When markets head south, it’s a time for investors to rejoice and not despair. Because falling markets give you the chance to invest in quality businesses – often at knock-down prices. So, my advice right now is to make the market correction your ally, remembering that the lower the price you pay, the higher your long-term return is likely to be.
Last week, U.S. inflation data revealed the pace of price increases remained both stubbornly and unexpectedly high in August, driving Wall Street to its worst day of losses in more than two years.
Headline inflation peaked back in June at 9.1 per cent year-on-year, fell to 8.5 per cent in July and in August fell again to 8.3 per cent. But that was not enough to assuage investors and economists who had expected a lower figure of 8.1 per cent, and were therefore wrong.
The August inflation figure was aided by lower fuel prices but a continuing surge in price for food, housing and medical care categories disappointed.
I remain of the view that inflation in the U.S. has peaked. That’s a good thing, but it will take longer than the bulls expect to get down to the Federal Reserve’s intended target of two per cent.
Therefore, when the market gets excited about inflation peaking, you should zip up your wallet and wait. The market will inevitably be disappointed again. And when the market slides on the disappointment, you should be sharpening your pencil ready to invest in the high quality companies and funds you have had your eye on.
We should not be surprised by continuing volatility in the near term because the market remains fearful of inflation taking its time to ease and of the Federal Reserve’s commitment to reducing inflation amid a tight labour market. The latter means rising rates for longer than consensus recently expected.
I believe early signs are confirming inflation is peaking. Store inventory levels are high, as are wholesale inventory levels. Days-to-deliver and backlog-of-orders have also peaked, suggesting the trend is in the right direction for the price of goods that had hitherto suffered from supply chain bottlenecks.
But the service sector makes up a large component of Core Inflation and salaries are, in turn, a large component of services prices. U.S. wage growth is at its highest level in decades suggesting the Fed is no-where near pausing rate increases. While the labour market remains tight, it’s simply premature for the market and investors to be excited about falling inflation.
The market is vulnerable to episodes of disappointment
The tight labour market will eventually resolve itself. First however, international flights need to be cheaper for workers to be able to afford to migrate, work, and alleviate the tightness so many companies are complaining about.
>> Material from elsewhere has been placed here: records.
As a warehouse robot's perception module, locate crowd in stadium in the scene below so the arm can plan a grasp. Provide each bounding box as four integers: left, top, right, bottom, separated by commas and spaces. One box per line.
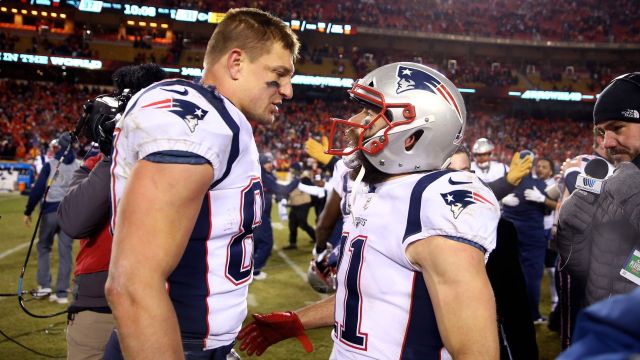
0, 81, 104, 160
152, 0, 640, 43
0, 79, 592, 170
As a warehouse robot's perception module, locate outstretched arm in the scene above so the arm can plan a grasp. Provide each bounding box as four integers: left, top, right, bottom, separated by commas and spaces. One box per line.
238, 295, 336, 356
105, 160, 213, 359
406, 236, 498, 360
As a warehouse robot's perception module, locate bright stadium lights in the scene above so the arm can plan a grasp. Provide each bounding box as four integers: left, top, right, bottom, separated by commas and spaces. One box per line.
31, 10, 38, 15
150, 22, 157, 28
126, 20, 134, 25
139, 21, 146, 26
160, 24, 168, 28
41, 12, 47, 16
1, 7, 7, 12
21, 9, 27, 14
51, 13, 57, 17
60, 13, 66, 18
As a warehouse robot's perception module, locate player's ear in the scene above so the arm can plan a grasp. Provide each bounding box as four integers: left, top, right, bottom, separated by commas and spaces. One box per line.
227, 48, 243, 81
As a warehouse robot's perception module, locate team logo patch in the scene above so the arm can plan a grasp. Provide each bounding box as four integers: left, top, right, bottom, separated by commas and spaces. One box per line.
441, 190, 495, 219
141, 94, 208, 133
396, 65, 462, 123
622, 109, 639, 119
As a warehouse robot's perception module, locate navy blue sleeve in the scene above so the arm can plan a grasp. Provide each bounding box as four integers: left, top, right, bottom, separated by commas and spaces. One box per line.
144, 150, 210, 165
24, 162, 51, 216
565, 172, 579, 194
262, 171, 299, 198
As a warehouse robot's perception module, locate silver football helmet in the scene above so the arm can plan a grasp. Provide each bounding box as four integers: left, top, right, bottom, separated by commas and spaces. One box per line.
307, 246, 337, 294
472, 138, 495, 169
327, 62, 466, 174
472, 138, 494, 155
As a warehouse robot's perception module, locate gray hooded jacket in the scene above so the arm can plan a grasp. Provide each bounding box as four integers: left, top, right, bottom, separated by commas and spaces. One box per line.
558, 161, 640, 305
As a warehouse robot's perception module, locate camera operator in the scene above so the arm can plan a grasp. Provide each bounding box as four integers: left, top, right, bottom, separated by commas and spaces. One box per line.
58, 63, 165, 360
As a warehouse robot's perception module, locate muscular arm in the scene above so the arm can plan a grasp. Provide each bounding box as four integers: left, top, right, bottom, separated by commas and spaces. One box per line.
296, 294, 336, 330
105, 160, 213, 359
406, 236, 498, 360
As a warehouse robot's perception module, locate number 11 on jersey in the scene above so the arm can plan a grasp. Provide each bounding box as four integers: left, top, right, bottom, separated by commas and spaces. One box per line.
336, 233, 369, 350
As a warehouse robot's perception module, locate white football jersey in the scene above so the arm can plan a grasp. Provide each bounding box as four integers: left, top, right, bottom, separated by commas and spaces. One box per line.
470, 160, 508, 183
562, 154, 615, 185
330, 170, 500, 359
110, 79, 263, 350
329, 159, 353, 217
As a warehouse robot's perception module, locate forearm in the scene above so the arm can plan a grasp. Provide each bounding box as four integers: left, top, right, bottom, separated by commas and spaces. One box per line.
408, 237, 499, 360
108, 277, 183, 359
429, 274, 498, 359
25, 165, 50, 214
486, 176, 516, 201
544, 197, 557, 210
296, 295, 336, 330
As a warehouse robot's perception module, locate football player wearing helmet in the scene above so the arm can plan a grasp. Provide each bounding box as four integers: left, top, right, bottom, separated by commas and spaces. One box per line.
238, 63, 500, 360
471, 138, 510, 183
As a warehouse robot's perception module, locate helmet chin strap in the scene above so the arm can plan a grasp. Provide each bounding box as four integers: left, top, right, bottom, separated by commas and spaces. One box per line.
349, 166, 366, 226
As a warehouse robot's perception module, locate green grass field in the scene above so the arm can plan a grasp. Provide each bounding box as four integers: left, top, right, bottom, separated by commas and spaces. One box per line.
0, 193, 561, 359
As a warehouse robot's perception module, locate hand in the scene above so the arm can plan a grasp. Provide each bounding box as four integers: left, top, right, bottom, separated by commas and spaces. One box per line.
237, 311, 312, 356
501, 193, 520, 207
524, 187, 546, 203
305, 137, 333, 165
506, 152, 533, 186
23, 215, 32, 226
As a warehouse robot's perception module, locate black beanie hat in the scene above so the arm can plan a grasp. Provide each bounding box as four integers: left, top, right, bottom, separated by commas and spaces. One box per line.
593, 73, 640, 125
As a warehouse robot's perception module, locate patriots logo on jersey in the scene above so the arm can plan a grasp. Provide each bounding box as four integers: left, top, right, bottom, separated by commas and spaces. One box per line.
396, 65, 462, 122
141, 91, 208, 133
440, 189, 495, 219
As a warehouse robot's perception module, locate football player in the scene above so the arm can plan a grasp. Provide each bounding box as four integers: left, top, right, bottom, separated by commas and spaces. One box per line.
471, 137, 509, 183
104, 8, 299, 359
238, 62, 500, 359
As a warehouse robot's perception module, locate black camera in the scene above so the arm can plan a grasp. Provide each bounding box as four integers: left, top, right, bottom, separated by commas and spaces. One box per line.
74, 63, 167, 156
75, 90, 132, 156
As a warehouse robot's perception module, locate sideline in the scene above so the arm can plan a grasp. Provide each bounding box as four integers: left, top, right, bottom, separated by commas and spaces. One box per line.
0, 242, 29, 260
275, 249, 326, 300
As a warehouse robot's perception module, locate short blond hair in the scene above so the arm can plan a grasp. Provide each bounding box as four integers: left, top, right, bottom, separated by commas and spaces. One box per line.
205, 8, 300, 66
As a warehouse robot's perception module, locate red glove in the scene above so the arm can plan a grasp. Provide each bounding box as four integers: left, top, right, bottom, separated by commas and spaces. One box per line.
237, 311, 313, 356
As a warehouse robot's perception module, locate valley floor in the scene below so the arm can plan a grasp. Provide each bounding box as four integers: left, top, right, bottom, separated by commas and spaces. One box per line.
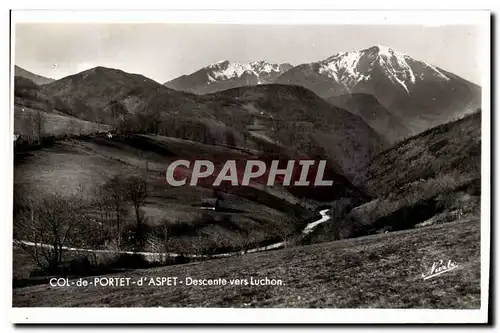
13, 218, 480, 308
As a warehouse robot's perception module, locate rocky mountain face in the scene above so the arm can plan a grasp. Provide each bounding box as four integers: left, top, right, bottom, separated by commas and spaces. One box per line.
164, 60, 293, 94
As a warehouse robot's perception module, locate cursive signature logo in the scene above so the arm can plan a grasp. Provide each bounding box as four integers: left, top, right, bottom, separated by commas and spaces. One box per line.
422, 259, 458, 280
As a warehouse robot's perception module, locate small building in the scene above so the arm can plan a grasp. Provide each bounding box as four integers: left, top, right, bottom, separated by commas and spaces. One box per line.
201, 197, 219, 210
200, 190, 224, 211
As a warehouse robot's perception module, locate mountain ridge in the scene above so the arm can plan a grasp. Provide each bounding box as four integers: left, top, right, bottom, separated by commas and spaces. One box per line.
21, 65, 386, 181
274, 45, 481, 136
327, 93, 411, 144
164, 60, 293, 94
14, 65, 55, 85
160, 45, 481, 139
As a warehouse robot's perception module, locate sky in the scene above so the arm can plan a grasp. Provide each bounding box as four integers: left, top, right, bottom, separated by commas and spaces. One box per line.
15, 24, 481, 84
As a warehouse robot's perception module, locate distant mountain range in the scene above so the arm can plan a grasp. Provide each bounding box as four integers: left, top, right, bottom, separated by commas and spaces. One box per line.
163, 45, 481, 141
14, 65, 386, 180
13, 43, 481, 175
17, 45, 481, 145
164, 60, 293, 94
14, 65, 55, 85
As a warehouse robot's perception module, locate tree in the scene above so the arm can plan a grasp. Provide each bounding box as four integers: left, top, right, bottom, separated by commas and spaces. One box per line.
67, 118, 78, 137
15, 192, 89, 273
101, 176, 128, 248
25, 109, 45, 144
270, 216, 298, 248
225, 130, 236, 147
157, 220, 170, 253
240, 232, 258, 254
212, 188, 223, 211
146, 230, 169, 264
124, 175, 148, 249
190, 235, 208, 261
33, 110, 44, 140
93, 184, 116, 244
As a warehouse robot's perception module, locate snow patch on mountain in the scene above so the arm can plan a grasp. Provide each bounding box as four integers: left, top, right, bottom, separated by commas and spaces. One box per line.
207, 74, 217, 83
319, 51, 369, 90
209, 62, 248, 79
423, 62, 451, 81
250, 60, 282, 74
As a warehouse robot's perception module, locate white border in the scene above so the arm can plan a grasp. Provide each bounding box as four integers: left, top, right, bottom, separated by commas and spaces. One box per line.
11, 9, 490, 25
7, 9, 491, 324
8, 308, 487, 324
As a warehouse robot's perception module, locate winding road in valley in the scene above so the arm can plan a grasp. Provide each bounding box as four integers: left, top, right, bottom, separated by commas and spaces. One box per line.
302, 209, 331, 235
13, 209, 332, 260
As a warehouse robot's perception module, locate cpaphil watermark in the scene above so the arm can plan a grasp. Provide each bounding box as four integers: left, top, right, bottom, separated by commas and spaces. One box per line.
165, 159, 334, 187
422, 259, 458, 280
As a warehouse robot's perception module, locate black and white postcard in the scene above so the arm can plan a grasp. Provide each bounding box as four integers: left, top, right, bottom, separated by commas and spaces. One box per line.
8, 9, 491, 324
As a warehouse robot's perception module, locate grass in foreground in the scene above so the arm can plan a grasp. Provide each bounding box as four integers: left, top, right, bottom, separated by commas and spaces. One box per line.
13, 218, 480, 308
In the meantime, the combination of aggressive Fed tightening, and fragility in the economy, means investors might reasonably expect some mouth-watering value to emerge among high quality companies.
While the Fed raises rates there is risk the economy falters. Fed Chairman Jerome Powell warned the world to expect some pain. In any event, fiscal and monetary largesse has given way to restraint. This should dampen aggregate demand. And company earnings of course are a coincident with GDP, so as the economy slows you can expect the proportion of the companies reporting declining earnings to rise. Those companies should see more material share price falls. But they’re not the companies we are investing in.
Rob Forker from Polen Capital’s Global Small and Mid Cap Fund told me that even though the share prices of his portfolio have fallen in aggregate by 38 per cent, the earnings of the portfolio have risen 15 per cent. The further they fall in price the better the buying. As Ben Graham once suggested; “buy stocks like you buy groceries, not like you buy diamonds.”
The point of this blog post is not to elicit concern but to inspire you to be ready to take advantage of opportunities. The lower the price you pay, the higher your return – especially when the companies you buy are growing their earnings at double digit rates!
We also know bull markets always follow bear markets. There will be a dawn. Remember Ben Graham’s urging to take advantage of Mr Market’s wallet rather than listen to his wisdom? You can read the Mr Market Allegory here when, in 2018, as the market then corrected, I wrote about making market corrections your ally.
The good news is that inflation is ever so gently easing. It is not contracting as fast as an impatient stock market would like, and there’s some concerns about the state of the economy, but that’s when opportunity abounds. Be greedy when others are fearful and fearful when others are greedy, remember? It’s when sentiment is disappointed and glum that bargains abound.
And historically – at least since 1970 – when the economy is growing, even slightly, and disinflation is occurring (‘disinflation’ is consecutively lower rates of inflation) – growth stocks do well.